For full details of our method, see our corresponding [paper](https://ui.adsabs.harvard.edu/abs/2023arXiv230303420Z/abstract).
Here, we provide the resulting catalog of stellar parameters, our trained stellar model, and a few Python scripts that demonstrate how to interact with the catalog and model.
Catalog description:
--------------------
Our stellar parameter catalog is contained in `stellar_params_catalog_*.h5`, and contains the following columns:
* `gdr3_source_id` (integer): Gaia DR3 `source_id`.
* `ra` (float): Right Ascension (in deg), as measured by Gaia DR3.
* `dec` (float): Declination (in deg), as measured by Gaia DR3.
* `stellar_params_est` (5 floats): Estimates of stellar parameters (effective temperature in kiloKelvin, [Fe/H] in dex, log(g) in dex, E in mag, parallax in mas).
* `stellar_params_err` (5 floats): Uncertainties in the stellar parameters.
* `chi2_opt` (float): chi^2 of the best-fit solution.

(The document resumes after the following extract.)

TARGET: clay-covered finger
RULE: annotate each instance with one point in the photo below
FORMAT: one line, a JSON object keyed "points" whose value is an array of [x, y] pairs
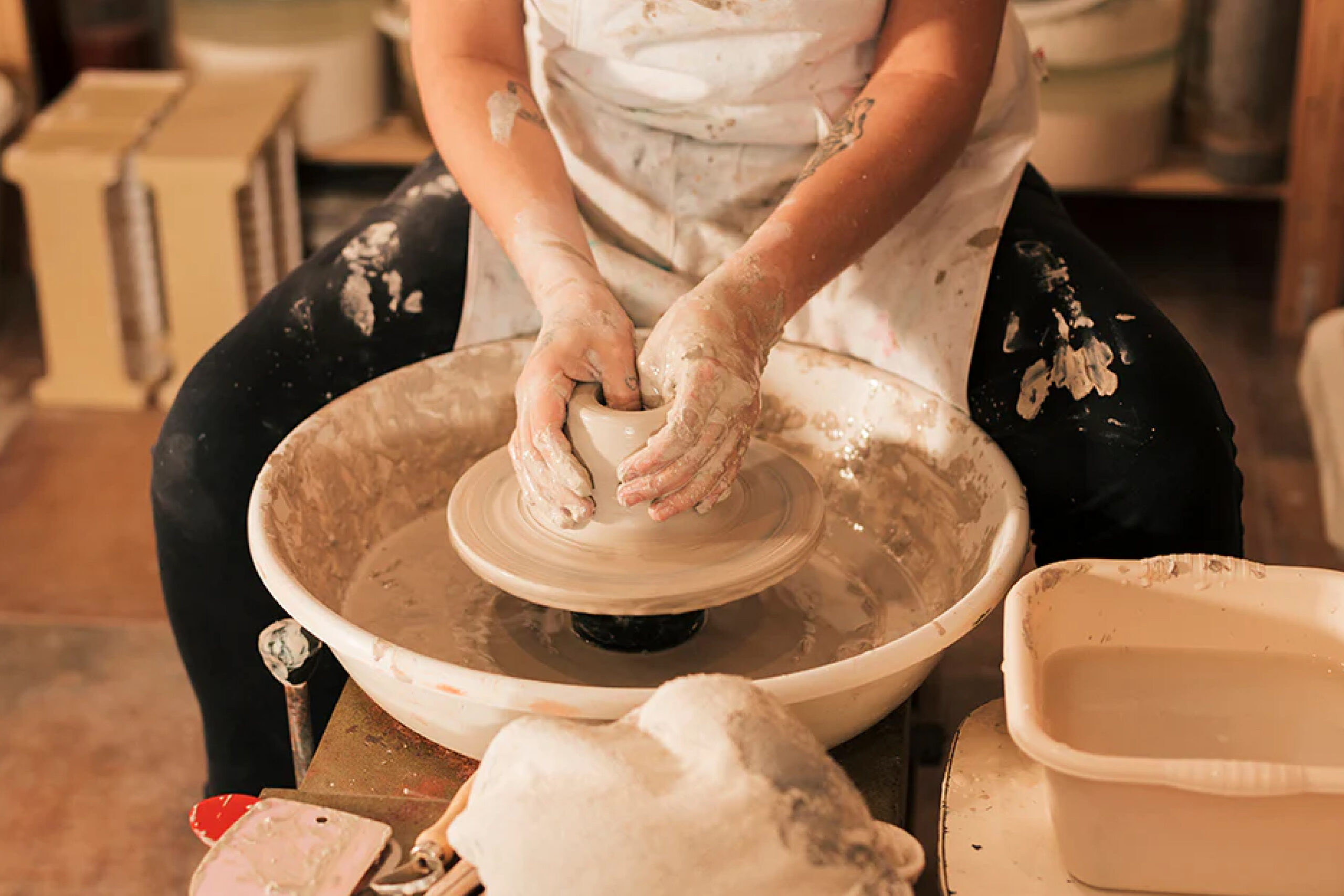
{"points": [[699, 487], [725, 486], [545, 407], [620, 381], [674, 476], [560, 458], [561, 507], [686, 422]]}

* `ln_prior` (float): Natural log of the GMM prior on stellar type, at the location of the optimal solution.
* `teff_confidence` (float): A neural-network-based estimate of the confidence in the effective temperature estimate, on a scale of 0 (no confidence) to 1 (high confidence).
* `feh_confidence` (float): As teff_confidence, but for [Fe/H].

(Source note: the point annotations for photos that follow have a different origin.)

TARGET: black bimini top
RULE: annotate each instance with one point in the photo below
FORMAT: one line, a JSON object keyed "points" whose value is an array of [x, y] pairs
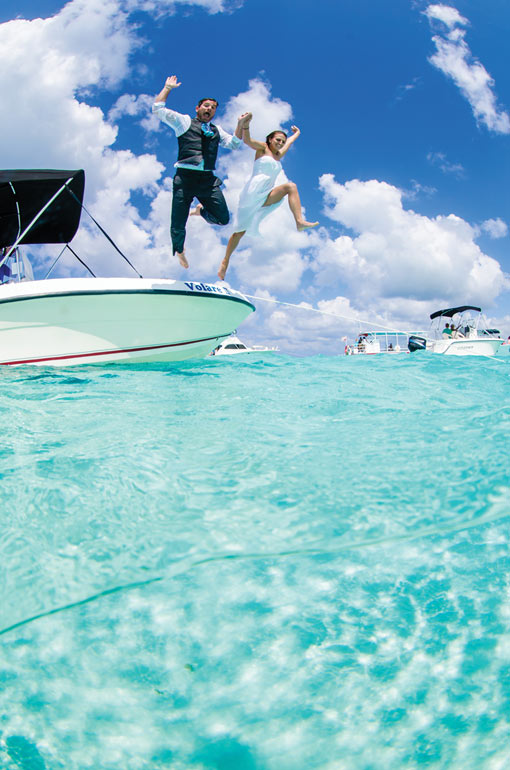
{"points": [[24, 192], [450, 312]]}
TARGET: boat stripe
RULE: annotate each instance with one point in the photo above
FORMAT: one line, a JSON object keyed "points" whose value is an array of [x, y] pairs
{"points": [[102, 292], [112, 352]]}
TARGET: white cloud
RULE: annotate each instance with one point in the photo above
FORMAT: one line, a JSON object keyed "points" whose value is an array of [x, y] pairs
{"points": [[454, 58], [496, 228], [398, 253], [395, 254], [161, 7], [439, 159]]}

* `logg_confidence` (float): As teff_confidence, but for log(g).
* `quality_flags` (8-bit uint): The three least significant bits represent whether the confidence in effective temperature, [Fe/H] and log(g) is less than 0.5, respectively. The 4th bit is set if `chi2_opt/61 > 2`. The 5th bit is set if `ln_prior < -7.43`. The 6th bit is set if our parallax estimate is more than 10 sigma from the GDR3 measurement (using reported parallax uncertainties from GDR3). The two most significant bits are always unset. We recommend a cut of `quality_flags < 8` (the "basic reliability cut"), although a stricter cut of `quality_flags == 0` ensures higher reliability at the cost of lower completeness.

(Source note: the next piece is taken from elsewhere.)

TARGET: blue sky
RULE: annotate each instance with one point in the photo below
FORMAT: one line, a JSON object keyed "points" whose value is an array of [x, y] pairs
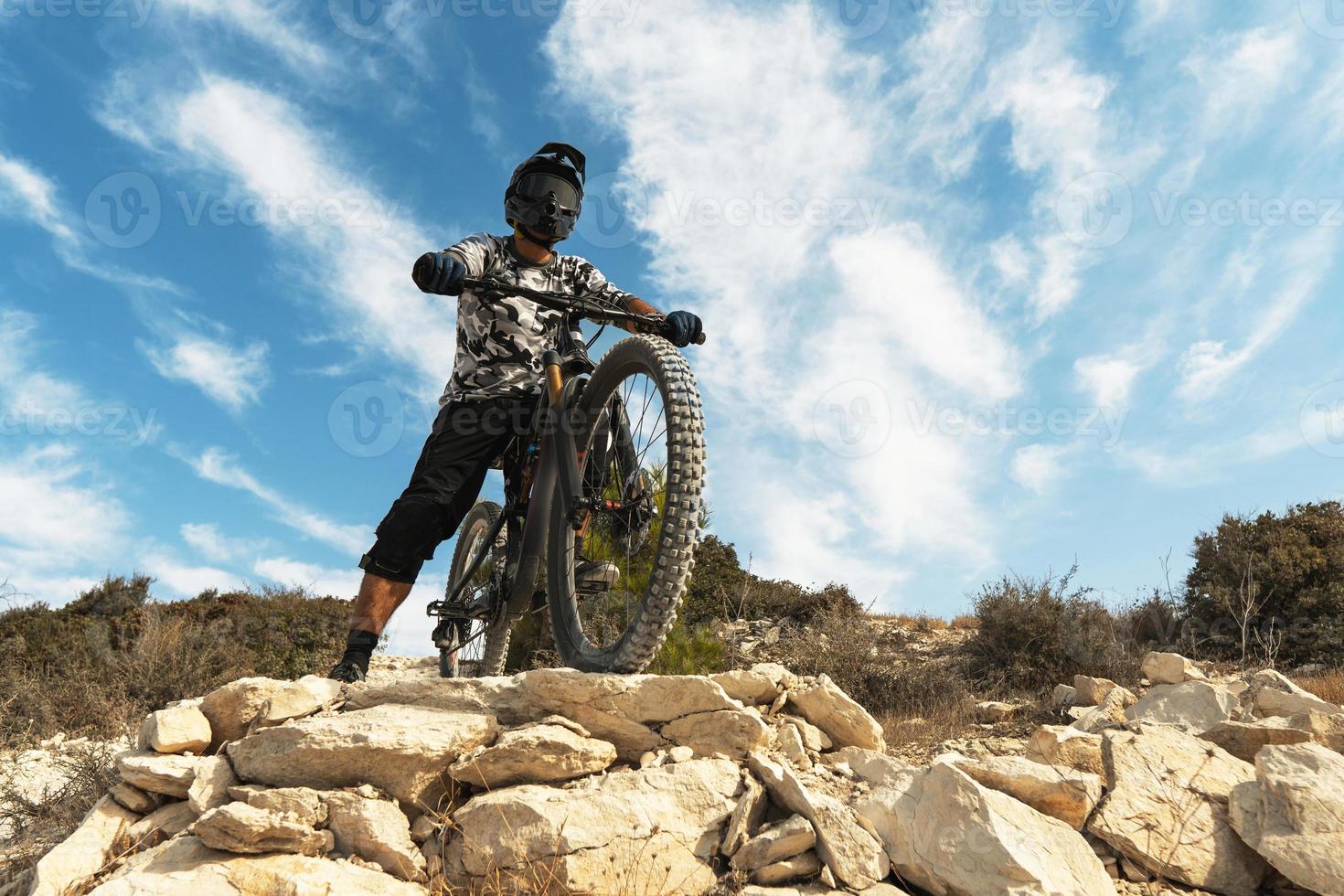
{"points": [[989, 283]]}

Each column is stored in a separate dataset in the HDF5 file. All datasets have identical ordering, so that, for example, star 1003 is found in element of 1003 of each dataset.
The files `stellar_covariances_catalog_*.h5` contain information about the full covariance matrices of our parameter estimates:
* `stellar_params_icov_triu` (15 floats): Upper triangle of the inverse covariance matrix of our stellar parameters.
* `stellar_params_cov_triu` (15 floats): Upper triangle of the covariance matrix of our stellar parameters, obtained from the inverse covariance matrix in a numerically stable manner that ensures positive semi-definiteness.
The file `extinction_curve.txt` contains the extinction curve (float) at corresponding wavelength (float, in nm). The extinction value (in mag) is given by multiplying the extinction curve and `E` in `stellar_params_catalog_*.h5`.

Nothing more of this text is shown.